ギラギラと光る太陽と爽やかな風が早くも初夏を教えてくれる。
この世界で、私を育ててくれた親の元を離れてもう10年が経った。
私がこの世界に生を受けてから早30年。いまだにあいつ…小野妹子には会えない。
「はー…どこにおんじゃい馬鹿芋」
ふー、と溜め息を吐きながら目の前の柵にもたれ掛かると自分の腕時計が目に入った。
昼休みももうあと10分で終わるようだ。
妹子に会うのが目的だから、特になりたい職業なんかなかったけれど、そう言えば飛鳥時代の記憶があるんだからそれを活かせる仕事とかないかなあと思っていたら、教師と言う職業があったことを思い出した。
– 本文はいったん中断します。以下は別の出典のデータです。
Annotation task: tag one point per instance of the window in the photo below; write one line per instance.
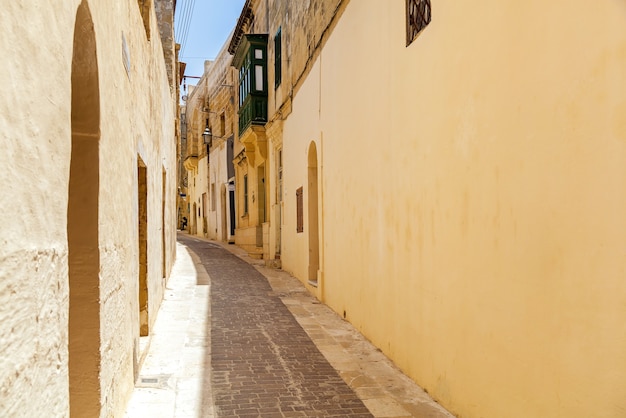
(251, 61)
(278, 69)
(279, 189)
(417, 18)
(299, 211)
(245, 194)
(213, 197)
(223, 124)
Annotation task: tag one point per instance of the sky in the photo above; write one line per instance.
(201, 27)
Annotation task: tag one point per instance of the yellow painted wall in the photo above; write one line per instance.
(474, 197)
(136, 118)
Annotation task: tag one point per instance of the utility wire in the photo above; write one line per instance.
(187, 19)
(183, 23)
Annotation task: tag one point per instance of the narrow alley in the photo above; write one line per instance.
(235, 339)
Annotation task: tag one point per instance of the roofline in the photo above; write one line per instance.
(244, 18)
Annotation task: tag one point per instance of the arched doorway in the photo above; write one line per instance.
(314, 248)
(82, 223)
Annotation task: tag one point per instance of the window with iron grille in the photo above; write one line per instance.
(299, 211)
(417, 18)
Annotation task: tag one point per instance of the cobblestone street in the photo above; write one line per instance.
(262, 347)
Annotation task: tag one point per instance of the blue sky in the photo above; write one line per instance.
(203, 25)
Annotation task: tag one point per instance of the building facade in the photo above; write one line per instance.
(451, 186)
(88, 143)
(211, 116)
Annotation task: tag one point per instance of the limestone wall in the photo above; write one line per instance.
(471, 198)
(135, 120)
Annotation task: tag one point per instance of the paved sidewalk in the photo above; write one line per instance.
(249, 368)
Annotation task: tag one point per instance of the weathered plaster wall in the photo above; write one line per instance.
(35, 131)
(473, 197)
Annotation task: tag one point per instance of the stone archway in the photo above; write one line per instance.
(82, 223)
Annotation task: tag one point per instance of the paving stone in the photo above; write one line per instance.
(268, 355)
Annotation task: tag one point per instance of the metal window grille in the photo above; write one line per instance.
(299, 211)
(417, 18)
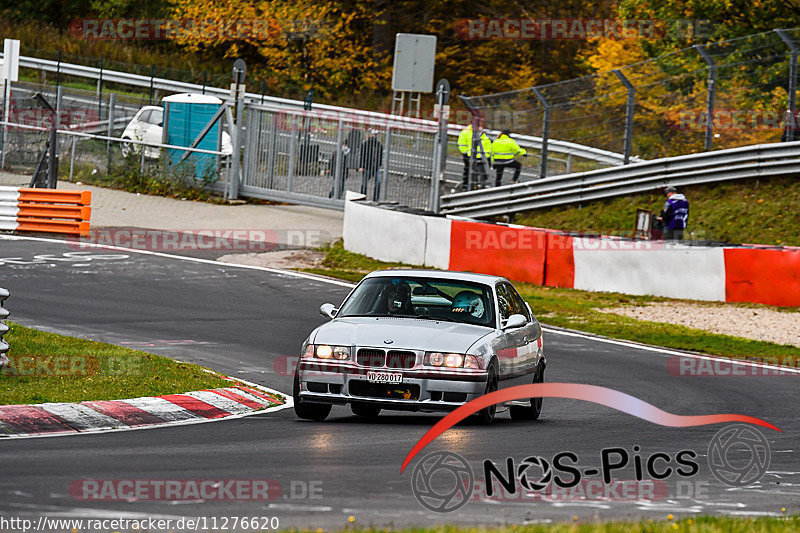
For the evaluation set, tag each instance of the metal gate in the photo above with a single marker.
(313, 157)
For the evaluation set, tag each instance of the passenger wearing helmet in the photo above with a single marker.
(468, 302)
(398, 298)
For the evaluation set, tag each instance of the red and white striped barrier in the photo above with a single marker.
(548, 257)
(45, 210)
(192, 407)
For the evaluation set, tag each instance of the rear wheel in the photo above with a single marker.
(366, 410)
(531, 412)
(308, 411)
(486, 415)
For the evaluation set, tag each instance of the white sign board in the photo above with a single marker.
(414, 59)
(10, 60)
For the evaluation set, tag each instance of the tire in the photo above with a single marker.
(308, 411)
(532, 412)
(364, 409)
(485, 416)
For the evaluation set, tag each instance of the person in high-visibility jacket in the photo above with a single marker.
(504, 150)
(465, 147)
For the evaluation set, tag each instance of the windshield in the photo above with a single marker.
(420, 297)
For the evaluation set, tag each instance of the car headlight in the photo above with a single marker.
(452, 360)
(325, 351)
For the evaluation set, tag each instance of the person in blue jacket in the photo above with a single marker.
(675, 215)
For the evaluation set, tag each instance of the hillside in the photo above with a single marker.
(750, 211)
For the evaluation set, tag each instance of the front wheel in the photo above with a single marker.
(532, 411)
(308, 411)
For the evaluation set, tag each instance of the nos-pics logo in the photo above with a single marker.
(738, 455)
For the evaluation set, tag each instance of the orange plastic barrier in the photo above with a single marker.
(516, 253)
(764, 276)
(59, 196)
(560, 262)
(54, 211)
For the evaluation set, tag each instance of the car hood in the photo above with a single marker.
(405, 333)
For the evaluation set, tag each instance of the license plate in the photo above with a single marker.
(384, 377)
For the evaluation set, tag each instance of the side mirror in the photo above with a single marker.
(515, 322)
(328, 310)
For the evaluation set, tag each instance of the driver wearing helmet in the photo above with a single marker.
(468, 302)
(398, 298)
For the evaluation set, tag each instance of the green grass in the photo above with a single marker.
(47, 367)
(574, 309)
(701, 524)
(747, 211)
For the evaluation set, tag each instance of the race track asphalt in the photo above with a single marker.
(242, 322)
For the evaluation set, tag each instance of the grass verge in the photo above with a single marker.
(46, 367)
(575, 309)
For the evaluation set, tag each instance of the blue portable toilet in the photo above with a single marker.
(188, 115)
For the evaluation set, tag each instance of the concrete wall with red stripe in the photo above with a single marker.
(552, 258)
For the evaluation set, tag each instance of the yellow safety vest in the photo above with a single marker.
(465, 143)
(504, 149)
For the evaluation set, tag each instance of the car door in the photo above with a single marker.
(515, 353)
(530, 334)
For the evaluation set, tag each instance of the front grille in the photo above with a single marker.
(371, 357)
(399, 359)
(366, 389)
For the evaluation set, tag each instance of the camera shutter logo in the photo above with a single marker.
(738, 455)
(526, 481)
(442, 481)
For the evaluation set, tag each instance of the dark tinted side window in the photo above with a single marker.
(519, 303)
(505, 301)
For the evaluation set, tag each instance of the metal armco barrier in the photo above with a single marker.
(555, 146)
(3, 326)
(763, 160)
(45, 210)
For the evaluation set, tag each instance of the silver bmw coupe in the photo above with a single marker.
(421, 340)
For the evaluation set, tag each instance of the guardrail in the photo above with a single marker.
(136, 80)
(763, 160)
(3, 326)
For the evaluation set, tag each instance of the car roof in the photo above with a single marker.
(438, 274)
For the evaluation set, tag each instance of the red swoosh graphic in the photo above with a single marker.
(575, 391)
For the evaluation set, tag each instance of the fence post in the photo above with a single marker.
(791, 126)
(58, 70)
(6, 118)
(100, 92)
(112, 101)
(439, 144)
(545, 130)
(152, 75)
(338, 169)
(629, 110)
(165, 156)
(712, 89)
(382, 180)
(3, 326)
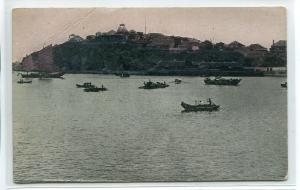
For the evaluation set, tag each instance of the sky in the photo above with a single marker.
(35, 28)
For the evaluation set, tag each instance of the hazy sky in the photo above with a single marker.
(34, 28)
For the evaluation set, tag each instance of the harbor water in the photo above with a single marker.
(126, 134)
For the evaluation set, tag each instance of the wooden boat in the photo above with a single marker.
(123, 75)
(84, 85)
(154, 85)
(29, 75)
(284, 85)
(21, 81)
(95, 89)
(52, 75)
(200, 107)
(42, 75)
(222, 81)
(177, 81)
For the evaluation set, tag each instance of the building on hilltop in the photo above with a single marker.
(279, 50)
(235, 45)
(122, 29)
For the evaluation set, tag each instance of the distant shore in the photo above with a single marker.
(180, 73)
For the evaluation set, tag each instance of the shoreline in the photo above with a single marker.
(176, 73)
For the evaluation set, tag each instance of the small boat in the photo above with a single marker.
(284, 85)
(154, 85)
(123, 75)
(42, 75)
(95, 89)
(21, 81)
(210, 106)
(85, 85)
(177, 81)
(222, 81)
(30, 75)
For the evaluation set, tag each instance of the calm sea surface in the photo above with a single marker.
(126, 134)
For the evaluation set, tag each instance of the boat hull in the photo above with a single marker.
(228, 82)
(201, 107)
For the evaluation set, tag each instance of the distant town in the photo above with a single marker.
(144, 53)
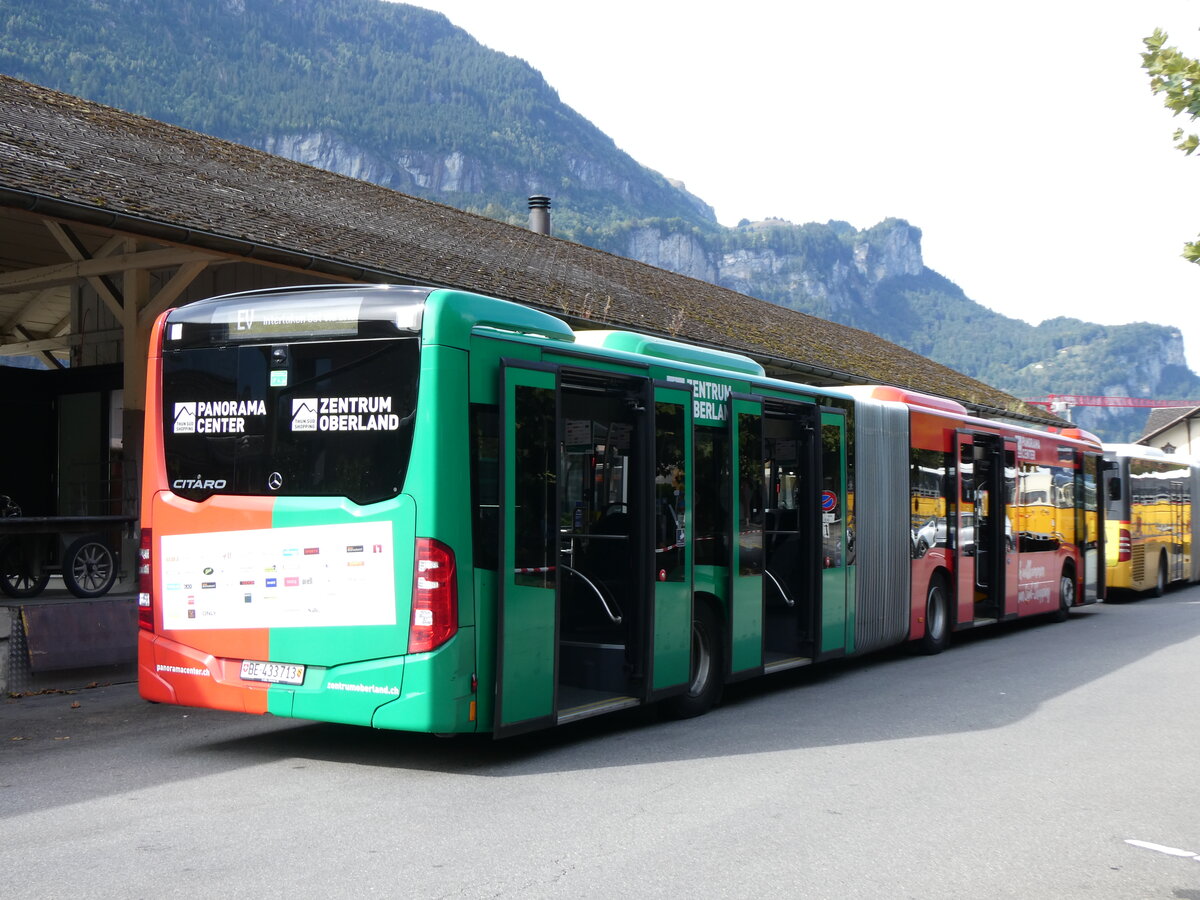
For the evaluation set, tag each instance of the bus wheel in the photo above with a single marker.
(707, 666)
(1159, 580)
(89, 568)
(937, 618)
(1066, 597)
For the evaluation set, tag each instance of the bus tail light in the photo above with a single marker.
(1125, 552)
(435, 597)
(145, 582)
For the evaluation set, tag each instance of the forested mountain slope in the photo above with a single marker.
(400, 96)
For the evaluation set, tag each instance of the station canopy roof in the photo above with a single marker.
(73, 173)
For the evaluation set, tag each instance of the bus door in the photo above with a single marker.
(606, 544)
(1089, 531)
(837, 547)
(527, 618)
(576, 546)
(1177, 501)
(672, 541)
(745, 624)
(982, 531)
(791, 534)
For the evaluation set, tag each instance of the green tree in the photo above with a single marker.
(1177, 78)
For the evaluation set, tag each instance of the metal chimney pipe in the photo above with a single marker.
(539, 214)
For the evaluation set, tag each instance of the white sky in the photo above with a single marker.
(1020, 137)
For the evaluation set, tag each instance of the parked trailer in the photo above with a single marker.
(82, 549)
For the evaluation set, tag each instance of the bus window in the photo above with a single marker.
(336, 423)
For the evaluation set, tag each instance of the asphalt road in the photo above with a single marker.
(1019, 763)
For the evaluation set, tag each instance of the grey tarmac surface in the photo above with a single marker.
(1019, 763)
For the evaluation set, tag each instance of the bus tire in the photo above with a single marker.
(89, 568)
(707, 677)
(937, 617)
(1159, 579)
(1066, 597)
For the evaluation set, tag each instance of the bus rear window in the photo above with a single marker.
(331, 418)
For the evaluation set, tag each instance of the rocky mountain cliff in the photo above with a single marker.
(397, 95)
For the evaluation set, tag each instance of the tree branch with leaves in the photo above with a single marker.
(1177, 78)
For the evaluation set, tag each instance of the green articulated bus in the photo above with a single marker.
(429, 510)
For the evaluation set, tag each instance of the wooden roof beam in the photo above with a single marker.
(65, 273)
(34, 301)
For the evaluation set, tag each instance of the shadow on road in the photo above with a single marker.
(987, 679)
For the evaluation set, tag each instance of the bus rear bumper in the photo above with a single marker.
(429, 691)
そしてそのまま何となくとある高校の社会科の教師になった。
何となく、で決めてしまったけれど生徒は可愛いし、授業が楽しいと彼らに言われればやり甲斐はあるんだけどね。
「あっ聖徳先生こんなところにいたんだ。」
3組の藤田くんが探してたよー
と人の言い笑みを浮かべながら古典の松尾先生が話しかけてくる。
「えー、何だろ?松尾先生なんか聞いてる?」
「うーん…あと一ヶ月ちょっとで中間テストだしその事についてじゃないかなあ?」
あ、隣いい?
と言いながら松尾先生が屋上の柵にもたれ掛かる。
「もうそんな時期かあ…ついこの前三年生が卒業したと思ってたのに…時が経つのははやいねー。」
と一人ごちると、松尾先生が「あはは」と笑った。
「あっという間に年取っちゃうよね」
私もう40過ぎちゃった。
と松尾先生が笑う。
本当は先輩なのだけど、人の良い松尾先生はとてもフランクだからついつい敬語が疎かになってしまう。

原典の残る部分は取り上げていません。